The third tendency of Spanish Catholics, at least of the youngest and the most forward-looking of them, is to raise the question of a revision of the relations between church and state, likewise the problem of religious tolerance. The chief representative of this tendency on the theoretical plane is probably Jesuit Father José María Díez-Alegría, who recently published an important article entitled “Choice of the Good and Intersubjective Tolerance.” Based on a work by Cardinal Lercaro of Bologna, it contains this affirmation:

He who in entirely good faith denies his adherence to the absolutely true religion, and grants it to forms of religion that are not adequately true, maintains a religious attitude which at heart is objectively correct, since he claims with utter sincerity to pay homage to God as God wishes to be worshiped.

This deep respect for personal conscience must, at the same time, be allied with a social conscience, as a concrete and immediate guide of action. For this it is necessary to awaken a sense of social justice in Spanish Catholics. The work of Father Díez-Alegría is very important, as is that of another Jesuit, Father Llanos, and of other clergymen and priests. This is a problem which is being lived most intensely by the new Spanish Catholic generations. It is not, of course, a question of advocating a Catholic socialism, which, from the point of view of the Church, would suffer from the same drawbacks as Christian Democracy. It is simply a question of permitting those Catholics who feel thus inclined to engage freely in a great enterprise of social reform. In this way the Church, as such, freed of every political servitude, could be converted into what it should be — the real home of all the faithful, regardless of their attitudes on temporal questions.
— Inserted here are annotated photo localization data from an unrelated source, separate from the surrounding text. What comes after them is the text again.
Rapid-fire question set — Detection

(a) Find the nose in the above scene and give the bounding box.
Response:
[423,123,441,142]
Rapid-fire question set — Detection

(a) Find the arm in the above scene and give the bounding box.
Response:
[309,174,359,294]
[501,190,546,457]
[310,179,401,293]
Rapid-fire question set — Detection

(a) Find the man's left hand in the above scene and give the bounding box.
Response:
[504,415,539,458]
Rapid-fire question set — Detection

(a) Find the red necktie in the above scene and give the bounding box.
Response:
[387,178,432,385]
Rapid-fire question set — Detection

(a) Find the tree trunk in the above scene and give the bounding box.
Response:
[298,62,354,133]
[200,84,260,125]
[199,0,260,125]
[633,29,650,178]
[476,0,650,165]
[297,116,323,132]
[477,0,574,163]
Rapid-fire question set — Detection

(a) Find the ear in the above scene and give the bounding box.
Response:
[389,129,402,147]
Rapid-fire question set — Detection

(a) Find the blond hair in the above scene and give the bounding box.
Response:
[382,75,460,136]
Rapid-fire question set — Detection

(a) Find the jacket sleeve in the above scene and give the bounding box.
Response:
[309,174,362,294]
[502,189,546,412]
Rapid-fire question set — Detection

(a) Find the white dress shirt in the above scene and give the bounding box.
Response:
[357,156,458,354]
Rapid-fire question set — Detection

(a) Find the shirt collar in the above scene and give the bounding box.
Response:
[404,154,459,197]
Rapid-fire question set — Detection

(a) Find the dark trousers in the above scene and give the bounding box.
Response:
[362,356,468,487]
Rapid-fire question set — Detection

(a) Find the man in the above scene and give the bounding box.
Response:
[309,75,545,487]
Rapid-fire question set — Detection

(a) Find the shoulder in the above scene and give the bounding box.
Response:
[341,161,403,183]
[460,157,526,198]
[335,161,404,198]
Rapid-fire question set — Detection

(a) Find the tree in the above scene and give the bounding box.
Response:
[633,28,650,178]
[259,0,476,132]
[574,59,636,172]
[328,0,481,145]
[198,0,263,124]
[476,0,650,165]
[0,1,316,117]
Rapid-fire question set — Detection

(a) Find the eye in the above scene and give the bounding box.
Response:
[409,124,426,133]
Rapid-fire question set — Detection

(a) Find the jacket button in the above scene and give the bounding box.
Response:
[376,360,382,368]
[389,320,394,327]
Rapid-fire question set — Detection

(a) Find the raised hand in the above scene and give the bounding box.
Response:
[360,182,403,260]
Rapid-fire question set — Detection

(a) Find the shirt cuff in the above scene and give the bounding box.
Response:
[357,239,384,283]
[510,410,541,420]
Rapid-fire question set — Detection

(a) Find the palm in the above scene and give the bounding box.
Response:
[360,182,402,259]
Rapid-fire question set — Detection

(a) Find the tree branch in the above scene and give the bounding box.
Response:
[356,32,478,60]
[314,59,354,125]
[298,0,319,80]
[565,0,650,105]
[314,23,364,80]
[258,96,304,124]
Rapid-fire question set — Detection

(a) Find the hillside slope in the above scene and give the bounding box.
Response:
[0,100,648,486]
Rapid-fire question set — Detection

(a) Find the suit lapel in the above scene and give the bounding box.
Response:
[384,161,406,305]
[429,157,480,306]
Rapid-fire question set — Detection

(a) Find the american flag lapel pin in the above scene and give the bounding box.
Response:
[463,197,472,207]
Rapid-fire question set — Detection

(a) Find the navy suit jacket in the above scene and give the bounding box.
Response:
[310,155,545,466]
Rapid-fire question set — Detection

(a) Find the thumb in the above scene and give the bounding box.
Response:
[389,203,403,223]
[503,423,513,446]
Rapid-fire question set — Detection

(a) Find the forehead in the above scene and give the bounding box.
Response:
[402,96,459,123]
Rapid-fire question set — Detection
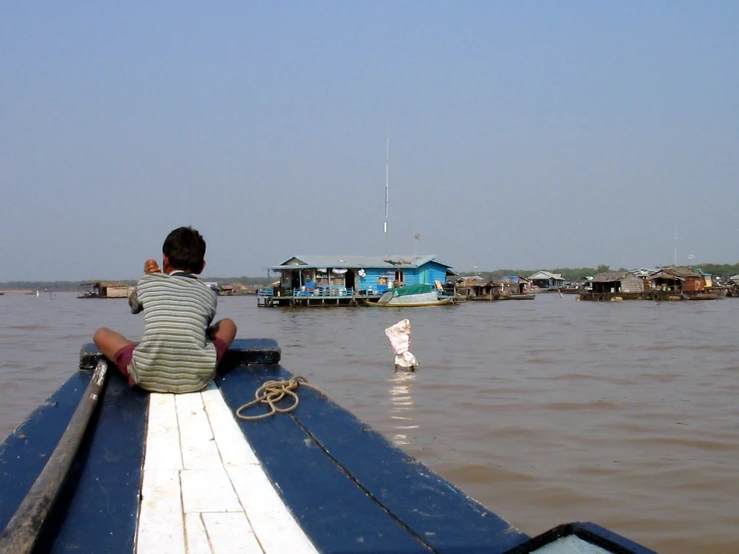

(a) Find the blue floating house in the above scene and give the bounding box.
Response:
[269,255,456,296]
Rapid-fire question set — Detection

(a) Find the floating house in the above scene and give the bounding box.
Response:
[77,281,133,299]
[204,282,238,296]
[528,271,565,290]
[260,255,455,307]
[456,276,498,301]
[590,271,645,294]
[647,267,705,293]
[499,275,532,295]
[580,266,724,301]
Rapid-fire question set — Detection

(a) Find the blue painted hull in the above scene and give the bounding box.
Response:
[0,361,147,553]
[0,340,658,553]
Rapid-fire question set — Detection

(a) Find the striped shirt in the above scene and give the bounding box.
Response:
[128,272,218,393]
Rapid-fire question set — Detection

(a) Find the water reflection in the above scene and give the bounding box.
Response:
[387,371,418,446]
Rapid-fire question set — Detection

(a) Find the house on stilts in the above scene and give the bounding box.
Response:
[257,255,456,307]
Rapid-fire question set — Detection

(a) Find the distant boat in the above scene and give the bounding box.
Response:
[369,284,455,307]
[506,293,536,300]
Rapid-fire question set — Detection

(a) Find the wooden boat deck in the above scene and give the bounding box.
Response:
[138,384,317,553]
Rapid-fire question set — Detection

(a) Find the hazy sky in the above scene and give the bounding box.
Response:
[2,2,737,281]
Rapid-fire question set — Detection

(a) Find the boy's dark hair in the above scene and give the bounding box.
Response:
[163,227,206,273]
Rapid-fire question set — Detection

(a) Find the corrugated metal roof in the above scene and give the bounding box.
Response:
[269,254,453,270]
[501,276,530,283]
[648,267,701,279]
[591,271,629,283]
[457,276,487,286]
[528,271,564,280]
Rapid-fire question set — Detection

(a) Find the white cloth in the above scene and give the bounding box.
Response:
[384,319,418,368]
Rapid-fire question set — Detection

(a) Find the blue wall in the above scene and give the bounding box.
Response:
[357,262,448,292]
[416,262,448,286]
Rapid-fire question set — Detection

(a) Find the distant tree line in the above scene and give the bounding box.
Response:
[0,276,273,291]
[0,281,88,292]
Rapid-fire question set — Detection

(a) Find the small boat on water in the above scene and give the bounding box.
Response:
[370,283,456,307]
[0,340,657,554]
[505,293,536,300]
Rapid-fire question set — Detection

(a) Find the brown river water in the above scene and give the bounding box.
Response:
[1,291,738,553]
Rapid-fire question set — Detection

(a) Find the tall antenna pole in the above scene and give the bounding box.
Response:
[673,223,677,267]
[384,135,389,258]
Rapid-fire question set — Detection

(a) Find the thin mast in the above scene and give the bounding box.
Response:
[673,223,677,267]
[384,135,389,258]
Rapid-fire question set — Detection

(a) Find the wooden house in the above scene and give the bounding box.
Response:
[590,271,645,294]
[499,276,531,295]
[267,255,455,297]
[456,276,498,300]
[78,281,133,299]
[647,267,705,293]
[527,271,565,290]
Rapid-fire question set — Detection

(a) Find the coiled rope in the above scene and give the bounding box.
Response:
[235,376,327,420]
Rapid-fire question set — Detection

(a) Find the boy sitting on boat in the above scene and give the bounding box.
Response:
[93,226,237,393]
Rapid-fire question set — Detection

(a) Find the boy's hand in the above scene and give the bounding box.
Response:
[144,259,161,274]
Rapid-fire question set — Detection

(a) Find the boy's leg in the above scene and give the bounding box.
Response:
[209,319,237,364]
[94,327,136,360]
[210,319,237,347]
[93,327,138,385]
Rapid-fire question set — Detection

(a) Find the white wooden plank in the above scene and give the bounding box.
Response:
[202,512,263,554]
[184,513,213,554]
[200,385,260,467]
[139,385,318,554]
[136,469,185,554]
[201,385,317,553]
[228,465,319,554]
[180,468,242,513]
[175,392,222,469]
[145,393,183,470]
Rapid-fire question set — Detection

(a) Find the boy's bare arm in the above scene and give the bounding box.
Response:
[129,258,159,313]
[144,259,161,273]
[129,288,142,313]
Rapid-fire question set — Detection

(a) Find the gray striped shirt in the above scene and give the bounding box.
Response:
[128,272,218,393]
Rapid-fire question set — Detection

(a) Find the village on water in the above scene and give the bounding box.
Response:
[68,253,739,307]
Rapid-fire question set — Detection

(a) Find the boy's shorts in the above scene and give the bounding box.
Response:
[112,344,137,385]
[211,337,229,363]
[112,338,229,385]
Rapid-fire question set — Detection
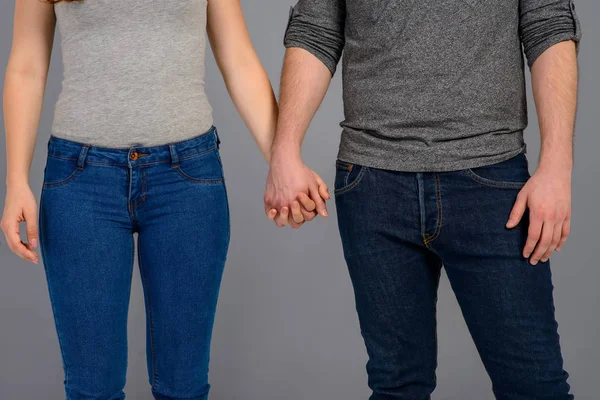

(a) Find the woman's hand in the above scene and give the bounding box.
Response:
[1,183,39,264]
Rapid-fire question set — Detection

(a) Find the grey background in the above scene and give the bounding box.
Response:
[0,1,598,399]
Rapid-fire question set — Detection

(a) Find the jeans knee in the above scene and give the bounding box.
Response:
[64,369,126,400]
[151,383,210,400]
[493,375,573,400]
[65,386,125,400]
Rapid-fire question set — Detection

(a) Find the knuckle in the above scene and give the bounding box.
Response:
[528,233,540,240]
[531,205,547,217]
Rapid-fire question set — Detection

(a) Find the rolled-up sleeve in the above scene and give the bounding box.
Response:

It seems clear that this tendency would open up new and broad horizons for pastoral action. The peculiar trait of Spanish Catholicism which I have mentioned, its combativeness and desire for reconquest, would then be preserved and even strengthened, becoming a purely spiritual force placed in the service of purely religious ends. Much can be hoped for from the young Spanish priest, whose great pastoral zeal awaits only the propitious circumstances, circumstances which will allow him to embark on his apostolic task and to bring about that much-needed renewing, deepening, and broadening of our faith.